I am trying to understand Avro schemas and stuck with complex types (record). The problem is very simple: create a schema which contains one record filed with two primitive fields (string and timestamp) nested to record. I see two options for the schema:

option 1

{
    "type": "record",
    "name": "cool_subject",
    "namespace": "com.example",  
    "fields": [
        {
            "name": "field_1",
            "type": "record"
            "fields": [
                {"name": "operation", "type": "string"},
                {"name": "timestamp", "type": "long", "logical_type": "timestamp_millis"}
            ]
        }
    ]
}

option 2

{
    "type": "record",
    "name": "cool_subject",
    "namespace": "com.example",  
    "fields": [
        {
            "name": "field_1",
            "type": {
                "type": "record",
                "name": "field_1_type",
                "fields": [
                    {"name": "operation", "type": "string"},
                    {"name": "timestamp", "type": {"type": "long", "logical_type": "timestamp_millis"}}
                ]
            }
        }
    ]
}

The difference is in the "type" attribute.

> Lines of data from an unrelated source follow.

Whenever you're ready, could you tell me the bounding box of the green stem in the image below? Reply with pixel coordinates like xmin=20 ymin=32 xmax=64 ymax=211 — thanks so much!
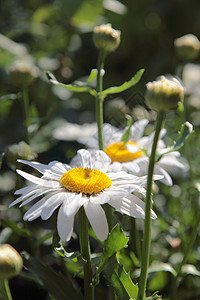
xmin=130 ymin=218 xmax=141 ymax=261
xmin=96 ymin=50 xmax=106 ymax=150
xmin=137 ymin=111 xmax=165 ymax=300
xmin=23 ymin=86 xmax=29 ymax=143
xmin=78 ymin=207 xmax=94 ymax=300
xmin=0 ymin=279 xmax=12 ymax=300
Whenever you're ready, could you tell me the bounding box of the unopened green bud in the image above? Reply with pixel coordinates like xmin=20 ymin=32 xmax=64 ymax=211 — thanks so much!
xmin=6 ymin=141 xmax=37 ymax=166
xmin=93 ymin=24 xmax=121 ymax=52
xmin=0 ymin=244 xmax=23 ymax=280
xmin=9 ymin=61 xmax=38 ymax=87
xmin=174 ymin=34 xmax=200 ymax=61
xmin=145 ymin=76 xmax=184 ymax=113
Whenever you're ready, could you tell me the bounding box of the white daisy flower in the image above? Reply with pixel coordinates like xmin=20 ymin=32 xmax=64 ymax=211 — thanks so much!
xmin=52 ymin=122 xmax=97 ymax=141
xmin=78 ymin=119 xmax=188 ymax=185
xmin=10 ymin=149 xmax=156 ymax=241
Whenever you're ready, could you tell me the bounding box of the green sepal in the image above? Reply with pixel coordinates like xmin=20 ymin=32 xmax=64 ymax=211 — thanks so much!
xmin=101 ymin=69 xmax=144 ymax=98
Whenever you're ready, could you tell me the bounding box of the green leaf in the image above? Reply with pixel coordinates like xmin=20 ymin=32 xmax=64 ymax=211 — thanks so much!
xmin=148 ymin=261 xmax=176 ymax=277
xmin=0 ymin=93 xmax=21 ymax=102
xmin=104 ymin=256 xmax=138 ymax=300
xmin=23 ymin=255 xmax=83 ymax=300
xmin=157 ymin=122 xmax=193 ymax=161
xmin=46 ymin=72 xmax=93 ymax=93
xmin=181 ymin=264 xmax=200 ymax=276
xmin=101 ymin=69 xmax=144 ymax=97
xmin=99 ymin=224 xmax=128 ymax=272
xmin=122 ymin=115 xmax=133 ymax=144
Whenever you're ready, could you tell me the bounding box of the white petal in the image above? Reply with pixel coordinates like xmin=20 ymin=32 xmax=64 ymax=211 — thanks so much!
xmin=41 ymin=192 xmax=66 ymax=220
xmin=63 ymin=193 xmax=88 ymax=218
xmin=109 ymin=161 xmax=122 ymax=172
xmin=57 ymin=205 xmax=74 ymax=242
xmin=90 ymin=191 xmax=110 ymax=204
xmin=78 ymin=149 xmax=93 ymax=169
xmin=94 ymin=150 xmax=111 ymax=172
xmin=17 ymin=170 xmax=61 ymax=188
xmin=17 ymin=159 xmax=49 ymax=174
xmin=122 ymin=160 xmax=140 ymax=175
xmin=23 ymin=197 xmax=46 ymax=221
xmin=84 ymin=202 xmax=109 ymax=241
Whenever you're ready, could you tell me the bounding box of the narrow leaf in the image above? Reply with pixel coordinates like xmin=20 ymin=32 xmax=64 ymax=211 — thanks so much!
xmin=158 ymin=122 xmax=193 ymax=160
xmin=99 ymin=224 xmax=128 ymax=270
xmin=122 ymin=115 xmax=133 ymax=144
xmin=102 ymin=69 xmax=144 ymax=97
xmin=46 ymin=72 xmax=93 ymax=93
xmin=148 ymin=261 xmax=176 ymax=277
xmin=104 ymin=256 xmax=138 ymax=300
xmin=24 ymin=256 xmax=83 ymax=300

As far as I know opt2 is the correct way. Am I right? Is opt1 valid?

1

1 Answers

0
votes

The second one is correct. The first one is not valid.

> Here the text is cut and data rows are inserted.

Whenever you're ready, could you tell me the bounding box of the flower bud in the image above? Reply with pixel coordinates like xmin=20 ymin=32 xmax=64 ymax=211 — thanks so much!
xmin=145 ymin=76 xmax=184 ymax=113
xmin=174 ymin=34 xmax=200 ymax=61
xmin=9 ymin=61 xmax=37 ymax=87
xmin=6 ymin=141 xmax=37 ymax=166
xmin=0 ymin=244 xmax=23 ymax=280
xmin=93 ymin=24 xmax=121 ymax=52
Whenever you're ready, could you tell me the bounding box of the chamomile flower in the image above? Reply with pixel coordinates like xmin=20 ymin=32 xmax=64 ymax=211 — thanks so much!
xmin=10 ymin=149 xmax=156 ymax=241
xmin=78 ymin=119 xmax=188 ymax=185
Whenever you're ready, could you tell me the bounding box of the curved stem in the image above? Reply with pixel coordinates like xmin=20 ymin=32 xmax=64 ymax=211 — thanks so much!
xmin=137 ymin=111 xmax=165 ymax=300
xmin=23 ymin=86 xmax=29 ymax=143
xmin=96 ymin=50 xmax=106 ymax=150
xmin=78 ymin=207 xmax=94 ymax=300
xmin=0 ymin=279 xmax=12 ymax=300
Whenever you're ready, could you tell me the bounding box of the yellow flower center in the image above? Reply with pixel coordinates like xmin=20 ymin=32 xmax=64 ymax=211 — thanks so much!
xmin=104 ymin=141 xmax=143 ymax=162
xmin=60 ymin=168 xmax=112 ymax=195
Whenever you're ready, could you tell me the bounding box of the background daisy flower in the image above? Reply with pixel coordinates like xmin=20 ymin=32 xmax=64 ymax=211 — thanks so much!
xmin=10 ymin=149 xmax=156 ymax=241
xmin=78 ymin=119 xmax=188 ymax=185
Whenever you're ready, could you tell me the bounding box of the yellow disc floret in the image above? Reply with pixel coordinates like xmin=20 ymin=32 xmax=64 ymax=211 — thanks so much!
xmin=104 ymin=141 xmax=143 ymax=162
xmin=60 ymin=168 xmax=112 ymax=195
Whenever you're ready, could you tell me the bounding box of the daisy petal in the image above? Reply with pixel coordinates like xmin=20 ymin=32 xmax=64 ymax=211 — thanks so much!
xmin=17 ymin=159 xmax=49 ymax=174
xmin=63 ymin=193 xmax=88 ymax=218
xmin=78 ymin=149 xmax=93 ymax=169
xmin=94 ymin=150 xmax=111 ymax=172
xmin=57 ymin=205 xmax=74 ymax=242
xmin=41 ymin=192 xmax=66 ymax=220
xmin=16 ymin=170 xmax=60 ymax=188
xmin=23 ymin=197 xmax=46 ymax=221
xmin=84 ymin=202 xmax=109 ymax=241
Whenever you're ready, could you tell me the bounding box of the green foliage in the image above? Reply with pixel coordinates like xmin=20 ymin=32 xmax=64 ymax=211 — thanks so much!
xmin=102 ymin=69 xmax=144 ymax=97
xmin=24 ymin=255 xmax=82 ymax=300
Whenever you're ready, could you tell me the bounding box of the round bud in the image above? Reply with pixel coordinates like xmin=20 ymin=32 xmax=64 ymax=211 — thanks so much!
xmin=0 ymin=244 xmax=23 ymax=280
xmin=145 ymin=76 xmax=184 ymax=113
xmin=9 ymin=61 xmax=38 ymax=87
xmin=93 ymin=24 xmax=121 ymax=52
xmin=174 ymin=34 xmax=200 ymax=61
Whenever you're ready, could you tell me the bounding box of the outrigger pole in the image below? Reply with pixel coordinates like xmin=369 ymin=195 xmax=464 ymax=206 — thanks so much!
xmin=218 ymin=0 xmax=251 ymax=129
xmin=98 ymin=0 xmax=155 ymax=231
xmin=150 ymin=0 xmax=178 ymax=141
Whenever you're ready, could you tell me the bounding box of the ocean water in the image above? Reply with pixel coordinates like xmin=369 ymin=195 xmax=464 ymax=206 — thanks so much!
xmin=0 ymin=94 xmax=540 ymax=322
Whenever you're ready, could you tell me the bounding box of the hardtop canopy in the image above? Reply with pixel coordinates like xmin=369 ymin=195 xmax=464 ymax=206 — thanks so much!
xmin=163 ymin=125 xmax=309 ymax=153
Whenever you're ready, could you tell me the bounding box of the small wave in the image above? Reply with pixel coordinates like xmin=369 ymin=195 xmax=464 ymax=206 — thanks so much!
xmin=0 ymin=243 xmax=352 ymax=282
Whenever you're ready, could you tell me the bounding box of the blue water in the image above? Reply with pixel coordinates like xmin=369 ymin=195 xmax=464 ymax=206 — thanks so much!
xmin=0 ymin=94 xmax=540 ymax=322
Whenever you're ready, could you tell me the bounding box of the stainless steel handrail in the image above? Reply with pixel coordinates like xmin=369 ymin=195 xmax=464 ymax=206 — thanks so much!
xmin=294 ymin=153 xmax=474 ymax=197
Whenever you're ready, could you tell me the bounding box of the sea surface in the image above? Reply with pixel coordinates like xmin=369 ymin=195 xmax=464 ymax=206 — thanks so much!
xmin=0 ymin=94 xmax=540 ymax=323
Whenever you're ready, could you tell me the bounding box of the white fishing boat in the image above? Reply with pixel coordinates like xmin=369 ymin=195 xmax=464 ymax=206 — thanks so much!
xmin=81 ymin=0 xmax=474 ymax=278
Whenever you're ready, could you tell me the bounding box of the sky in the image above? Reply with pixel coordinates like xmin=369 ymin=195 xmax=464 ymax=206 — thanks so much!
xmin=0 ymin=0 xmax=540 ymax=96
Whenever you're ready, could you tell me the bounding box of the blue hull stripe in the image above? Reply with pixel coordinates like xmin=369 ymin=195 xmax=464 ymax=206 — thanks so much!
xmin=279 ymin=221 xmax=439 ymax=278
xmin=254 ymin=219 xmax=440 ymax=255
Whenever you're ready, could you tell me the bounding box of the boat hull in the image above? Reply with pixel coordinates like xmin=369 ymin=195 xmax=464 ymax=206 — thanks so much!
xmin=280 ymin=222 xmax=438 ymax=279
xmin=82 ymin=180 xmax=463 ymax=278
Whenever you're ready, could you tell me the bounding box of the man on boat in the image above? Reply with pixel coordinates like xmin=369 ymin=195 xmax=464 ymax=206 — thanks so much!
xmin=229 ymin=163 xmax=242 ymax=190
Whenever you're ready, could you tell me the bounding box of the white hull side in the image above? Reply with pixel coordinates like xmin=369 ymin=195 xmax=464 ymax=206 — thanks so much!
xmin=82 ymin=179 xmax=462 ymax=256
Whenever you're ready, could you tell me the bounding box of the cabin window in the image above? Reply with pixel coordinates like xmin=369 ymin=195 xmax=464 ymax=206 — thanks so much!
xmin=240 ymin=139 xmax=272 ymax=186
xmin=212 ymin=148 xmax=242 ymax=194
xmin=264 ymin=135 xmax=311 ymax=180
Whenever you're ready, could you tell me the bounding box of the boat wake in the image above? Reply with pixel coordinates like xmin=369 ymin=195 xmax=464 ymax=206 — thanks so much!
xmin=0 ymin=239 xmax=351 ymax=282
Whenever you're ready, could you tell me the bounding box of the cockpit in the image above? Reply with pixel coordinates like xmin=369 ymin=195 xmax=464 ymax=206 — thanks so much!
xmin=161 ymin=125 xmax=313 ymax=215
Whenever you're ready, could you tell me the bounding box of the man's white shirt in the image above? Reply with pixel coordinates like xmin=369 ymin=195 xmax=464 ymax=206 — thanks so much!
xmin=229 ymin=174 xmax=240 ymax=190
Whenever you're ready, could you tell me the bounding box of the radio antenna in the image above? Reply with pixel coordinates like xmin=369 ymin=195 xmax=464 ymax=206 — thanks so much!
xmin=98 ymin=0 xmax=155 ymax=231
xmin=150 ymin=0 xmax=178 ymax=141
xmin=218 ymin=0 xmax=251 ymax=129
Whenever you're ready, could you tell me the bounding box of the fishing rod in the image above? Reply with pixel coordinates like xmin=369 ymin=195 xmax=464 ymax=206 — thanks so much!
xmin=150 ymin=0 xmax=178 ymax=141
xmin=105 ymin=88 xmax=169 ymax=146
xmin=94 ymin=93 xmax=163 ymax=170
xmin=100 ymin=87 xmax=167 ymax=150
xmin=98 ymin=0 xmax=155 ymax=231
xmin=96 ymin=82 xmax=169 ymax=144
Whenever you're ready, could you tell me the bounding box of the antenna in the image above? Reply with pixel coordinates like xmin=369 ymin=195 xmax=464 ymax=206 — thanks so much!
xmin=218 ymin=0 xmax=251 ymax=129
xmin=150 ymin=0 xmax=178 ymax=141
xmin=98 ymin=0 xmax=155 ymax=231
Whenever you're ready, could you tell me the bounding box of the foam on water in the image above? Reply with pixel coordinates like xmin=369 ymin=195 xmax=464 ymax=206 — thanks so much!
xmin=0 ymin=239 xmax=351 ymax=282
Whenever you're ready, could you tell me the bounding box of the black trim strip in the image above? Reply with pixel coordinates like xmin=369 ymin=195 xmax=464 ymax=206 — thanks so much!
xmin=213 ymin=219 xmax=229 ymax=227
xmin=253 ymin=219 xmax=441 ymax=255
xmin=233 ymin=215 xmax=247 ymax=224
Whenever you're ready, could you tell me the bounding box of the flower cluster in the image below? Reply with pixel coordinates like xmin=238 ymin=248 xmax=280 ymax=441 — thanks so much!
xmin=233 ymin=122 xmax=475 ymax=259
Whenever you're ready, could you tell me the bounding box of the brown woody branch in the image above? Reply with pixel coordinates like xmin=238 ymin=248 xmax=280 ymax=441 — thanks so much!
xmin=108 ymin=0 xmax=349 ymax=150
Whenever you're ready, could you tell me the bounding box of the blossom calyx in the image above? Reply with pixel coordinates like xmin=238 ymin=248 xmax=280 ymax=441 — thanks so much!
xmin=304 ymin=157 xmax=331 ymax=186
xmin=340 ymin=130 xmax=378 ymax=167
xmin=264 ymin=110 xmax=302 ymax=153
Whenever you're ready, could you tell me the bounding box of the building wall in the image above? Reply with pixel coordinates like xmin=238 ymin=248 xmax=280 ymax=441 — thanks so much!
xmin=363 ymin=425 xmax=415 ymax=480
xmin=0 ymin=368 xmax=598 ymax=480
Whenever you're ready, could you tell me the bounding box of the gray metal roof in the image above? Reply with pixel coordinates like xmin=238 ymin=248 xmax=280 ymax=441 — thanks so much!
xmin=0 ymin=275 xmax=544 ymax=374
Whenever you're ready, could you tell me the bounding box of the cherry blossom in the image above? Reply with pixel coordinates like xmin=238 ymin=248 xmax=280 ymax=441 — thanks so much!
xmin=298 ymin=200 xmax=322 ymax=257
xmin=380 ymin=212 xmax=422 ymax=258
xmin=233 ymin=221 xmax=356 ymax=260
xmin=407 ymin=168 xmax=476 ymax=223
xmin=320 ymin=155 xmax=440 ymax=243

A record schema is something that looks like this:

{
    "type": "record",
    "name": <Name of the record>,
    "fields": [...],
}

And for fields, it should be like this:

[
    {
        "name": <name of field>,
        "type": <type of field>,
    },
    ...
]

So in the case of a field which contains a record, it should always look like this:

[
    {
        "name": <name of field>,
        "type": {
            "type": "record",
            "name": <Name of the record>,
            "fields": [...],
        }
    },
    ...
]

The format in the first example would make it unclear if the name "field_1" was the name of the field or the name of the record.